Поппи? Когда это мы начали общаться по имени?

– Удачи, – говорю я также снисходительно.

– Спасибо. Я обязательно дам вам знать, как только появится новая информация. – Я не раскланиваюсь и не благодарю за любезность, и он вдруг спрашивает: – Кстати, как продвигается книга?

Я впадаю в ступор от внезапной смены темы и тона.

– Да вроде ничего.

Детектив делает паузу, явно желая по какой-то причине получить дополнительную информацию. Когда я не предлагаю ничего другого, он добавляет:

– Рад слышать. Я бы с удовольствием прочел ее на досуге. Как она называется?

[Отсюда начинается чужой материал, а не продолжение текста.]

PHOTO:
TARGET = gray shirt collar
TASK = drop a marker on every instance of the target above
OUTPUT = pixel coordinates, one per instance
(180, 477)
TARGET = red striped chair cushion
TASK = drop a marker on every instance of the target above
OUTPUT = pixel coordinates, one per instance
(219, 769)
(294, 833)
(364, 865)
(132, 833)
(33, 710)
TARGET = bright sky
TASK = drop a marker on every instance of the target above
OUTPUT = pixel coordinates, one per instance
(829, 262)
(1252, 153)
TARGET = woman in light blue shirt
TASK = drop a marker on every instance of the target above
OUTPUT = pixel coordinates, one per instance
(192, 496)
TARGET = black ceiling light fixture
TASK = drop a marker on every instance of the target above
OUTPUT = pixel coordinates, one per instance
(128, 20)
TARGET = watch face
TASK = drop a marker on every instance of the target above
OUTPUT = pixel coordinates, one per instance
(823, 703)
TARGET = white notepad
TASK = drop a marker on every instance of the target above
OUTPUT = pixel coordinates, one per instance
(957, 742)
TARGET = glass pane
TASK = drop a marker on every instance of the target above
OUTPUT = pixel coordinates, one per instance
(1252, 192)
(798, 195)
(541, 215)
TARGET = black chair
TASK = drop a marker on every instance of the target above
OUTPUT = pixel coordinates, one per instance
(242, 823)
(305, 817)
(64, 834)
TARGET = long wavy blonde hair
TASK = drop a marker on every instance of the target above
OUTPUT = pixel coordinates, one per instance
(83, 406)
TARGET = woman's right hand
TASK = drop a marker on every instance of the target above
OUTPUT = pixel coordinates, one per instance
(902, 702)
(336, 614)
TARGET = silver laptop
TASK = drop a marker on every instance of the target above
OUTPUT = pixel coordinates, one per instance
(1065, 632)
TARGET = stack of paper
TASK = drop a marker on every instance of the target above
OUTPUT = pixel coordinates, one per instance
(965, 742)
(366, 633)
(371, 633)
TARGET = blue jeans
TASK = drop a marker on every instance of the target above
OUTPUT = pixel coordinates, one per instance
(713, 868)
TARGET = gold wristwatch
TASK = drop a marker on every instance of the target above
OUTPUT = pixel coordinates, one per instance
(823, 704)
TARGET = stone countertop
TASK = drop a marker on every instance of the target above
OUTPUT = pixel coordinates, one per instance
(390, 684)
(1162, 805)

– «Любовь в Грейт-Фоллз». Я работаю над продолжением, к которому, наверное, стоит вернуться… – Я прерываюсь, внезапно почувствовав дискомфорт от этого разговора. Я не могу решить, то ли детектив Картер флиртует… то ли это все еще беседа о похищенном имуществе.

Это уже слишком. К тому же, мне нужно переварить полученную информацию.

Потому что я влюбилась… не в мелкого воришку, а в похитителя произведений искусства… который все это время мне лгал.

Картер, кажется, готов оставить все как есть. На какое-то время.

– Конечно. Я понимаю. Буду на связи.

Я медленно киваю.

– До свидания, детектив Картер, – заикаясь, произношу я, стараясь не выдавать своего волнения.

Однако, вернувшись в дом, я чертовски пугаюсь. Что, если они поймут, что это Коннор украл мой ноутбук и картину? Что, если они выследят его? Что, если они поймут, что мы встречаемся… и говорим людям, что помолвлены? Они подумают, что я в этом замешана. Особенно после того, как я соврала полиции, будто не видела его.

– Сукин сын, что мне теперь делать? – шепчу я, заглядывая в глазок, чтобы убедиться в отсутствии детектива. – Блин, блин, блин!

Я начинаю вышагивать по гостиной, отчего просыпаются Орешек и Сок. Они обеспокоенно смотрят на меня, вероятно, гадая, какого черта их мамочка сходит с ума. Это они должны бегать кругами, а не я.

– Что мне делать? – спрашиваю я их, но Орешек только зевает и ложится обратно. – Спасибо за игнор, пушистый маленький монстр!

Сок слезает с дивана и подходит, чтобы лизнуть мою ногу. Мне щекотно, и когда я шевелю пальцами, Сок думает, что я играю, хотя это не игра.

Я снова начинаю вышагивать, паника нарастает, а мысли кружатся в голове быстрее, чем корова в торнадо.

Что, черт возьми, мне делать?

Глава 21

Коннор

Я провел всевозможные исследования в Интернете, и теперь пришло время воочию взглянуть на свою цель.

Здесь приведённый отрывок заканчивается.